Esta vez no ha sido la sonora pitada a la llegada
del Rey al palco, ni las banderas esteladas, alternativa popular entre las
huestes soberanistas a la tradicional Senyera.
La polémica ha venido servida por la prohibición de entrar al recinto donde se
celebraba el partido con camisetas amarillas, la mayor parte de ellas con algún
mensaje relativo a los políticos procesados que están en prisión preventiva.
¿Se conculca con esa requisa el derecho a la
libertad de expresión?, ¿Es correcta la actuación de la policía a instancia de
las autoridades?
Que política y deporte no casan bien, no es un
secreto a voces. Los valores que una y otra cosa han de promulgar ni de lejos
pueden acercarse.

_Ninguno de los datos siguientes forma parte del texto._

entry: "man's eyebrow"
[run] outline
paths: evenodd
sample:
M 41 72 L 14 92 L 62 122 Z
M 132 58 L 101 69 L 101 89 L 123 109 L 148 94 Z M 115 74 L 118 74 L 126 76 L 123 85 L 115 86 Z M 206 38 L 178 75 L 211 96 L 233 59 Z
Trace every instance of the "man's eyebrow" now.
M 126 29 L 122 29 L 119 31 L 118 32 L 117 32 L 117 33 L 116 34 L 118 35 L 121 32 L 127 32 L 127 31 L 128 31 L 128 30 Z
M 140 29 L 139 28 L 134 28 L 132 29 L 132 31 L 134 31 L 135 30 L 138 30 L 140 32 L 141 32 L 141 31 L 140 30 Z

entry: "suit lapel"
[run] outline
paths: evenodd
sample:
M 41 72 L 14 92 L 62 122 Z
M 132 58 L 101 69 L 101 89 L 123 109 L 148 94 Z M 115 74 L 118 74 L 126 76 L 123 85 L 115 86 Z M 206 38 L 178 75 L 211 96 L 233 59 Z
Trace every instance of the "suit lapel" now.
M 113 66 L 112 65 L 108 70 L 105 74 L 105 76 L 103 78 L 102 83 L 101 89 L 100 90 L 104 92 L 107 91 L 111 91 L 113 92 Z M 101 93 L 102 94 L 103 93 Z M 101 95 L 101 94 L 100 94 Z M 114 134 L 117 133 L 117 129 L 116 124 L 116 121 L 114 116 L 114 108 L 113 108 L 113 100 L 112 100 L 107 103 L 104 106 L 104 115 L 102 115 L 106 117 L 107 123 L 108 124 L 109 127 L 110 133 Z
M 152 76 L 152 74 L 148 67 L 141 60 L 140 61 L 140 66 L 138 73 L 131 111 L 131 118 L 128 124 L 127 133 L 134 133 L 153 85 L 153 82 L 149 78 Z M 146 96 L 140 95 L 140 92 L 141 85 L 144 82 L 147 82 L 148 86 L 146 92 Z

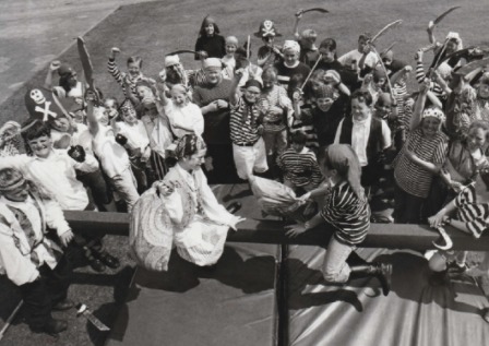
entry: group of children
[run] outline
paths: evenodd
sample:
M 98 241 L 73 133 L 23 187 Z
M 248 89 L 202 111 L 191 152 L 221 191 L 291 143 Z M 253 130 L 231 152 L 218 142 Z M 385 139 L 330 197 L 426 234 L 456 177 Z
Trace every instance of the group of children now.
M 182 162 L 186 179 L 201 164 L 210 182 L 246 181 L 253 175 L 279 179 L 305 200 L 323 196 L 321 212 L 306 224 L 290 226 L 288 235 L 297 236 L 323 222 L 334 227 L 324 278 L 345 283 L 355 275 L 373 275 L 385 295 L 390 264 L 347 264 L 367 235 L 369 201 L 379 190 L 380 178 L 394 182 L 396 223 L 429 220 L 438 227 L 450 223 L 450 213 L 457 210 L 451 224 L 479 237 L 489 223 L 489 199 L 484 192 L 489 167 L 489 74 L 461 76 L 456 71 L 466 60 L 443 60 L 461 49 L 460 36 L 451 33 L 444 45 L 433 46 L 442 61 L 436 71 L 427 73 L 424 50 L 417 52 L 419 90 L 409 94 L 413 68 L 395 59 L 392 50 L 379 55 L 370 45 L 370 34 L 361 34 L 358 47 L 338 58 L 334 38 L 317 47 L 314 31 L 298 33 L 301 14 L 296 14 L 296 33 L 282 45 L 276 41 L 282 36 L 276 23 L 260 24 L 255 36 L 263 46 L 255 63 L 249 41 L 240 45 L 236 36 L 220 36 L 210 16 L 195 44 L 200 64 L 194 70 L 184 69 L 174 55 L 165 58 L 164 69 L 154 79 L 143 74 L 140 57 L 130 57 L 122 72 L 117 64 L 120 50 L 114 47 L 108 71 L 122 88 L 123 100 L 104 97 L 79 81 L 70 65 L 55 61 L 44 91 L 26 99 L 38 103 L 43 93 L 52 93 L 55 99 L 68 99 L 74 106 L 47 121 L 29 119 L 22 126 L 27 154 L 20 154 L 19 136 L 10 131 L 15 124 L 1 129 L 2 199 L 9 200 L 12 189 L 19 188 L 13 180 L 29 180 L 63 210 L 131 212 L 142 192 Z M 429 39 L 436 41 L 431 24 Z M 59 85 L 55 86 L 56 73 Z M 194 162 L 192 155 L 179 153 L 189 135 L 206 143 L 206 151 Z M 10 225 L 8 212 L 0 213 L 0 225 Z M 69 231 L 65 225 L 51 219 L 48 224 L 58 228 L 61 243 L 68 244 L 73 235 L 62 236 Z M 8 231 L 0 235 L 17 237 Z M 75 238 L 83 238 L 75 243 L 94 269 L 102 271 L 104 263 L 117 267 L 117 259 L 103 250 L 100 239 Z M 15 247 L 19 243 L 9 251 Z M 4 248 L 2 243 L 0 267 L 9 278 L 20 286 L 36 281 L 34 274 L 16 277 L 17 269 L 12 272 Z M 34 261 L 32 249 L 24 258 Z M 454 264 L 453 259 L 439 252 L 431 258 L 431 267 L 463 271 L 465 256 L 456 256 Z M 47 259 L 36 261 L 38 267 L 49 264 Z M 34 311 L 35 303 L 31 308 Z M 489 315 L 485 319 L 489 322 Z M 32 326 L 49 333 L 63 329 L 38 319 Z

Impedir que uno manifieste lo que quiera cuando quiera, no
está bien, pero utilizar un evento deportivo para hacer propaganda política
seguramente tampoco.
Mientras veía por televisión las imágenes de algunos
aficionados quitándose la susodicha camiseta a instancias del funcionario
policial que así le instaba a hacerlo, y observando que ninguno de los
interpelados hacía por resistirse o simplemente dar marcha atrás en señal de
protesta, me preguntaba qué hubiera hecho yo en su misma situación. ¿Habría
entrado al estadio? Y si hubiera sido que no, ¿Qué habría ocurrido si todos
hubieran hecho lo mismo y se hubieran negado alegando que se había conculcado
su derecho a la libre expresión?
Hubiera sido una imagen impactante, ver una buena
parte del graderío reservado a los aficionados de ese equipo vacío. Habría sido
un gesto mucho más significativo que la ya desgraciadamente tradicional pitada
al himno, o que sacar a paseo banderas con o sin estrellas.
Pero claro, el sacrificio hubiera sido tremendo:
¿Qué es más importante, luchar por la libertad o ver el fútbol? El precio de la
entrada, el gasto del viaje, volver a la ciudad
y que te digan si eres tonto, que por qué no has entrado…
El fiel de la balanza ha hablado.
París bien puede valer una misa, pero Catalunya no
vale ni perderse un partido de fútbol.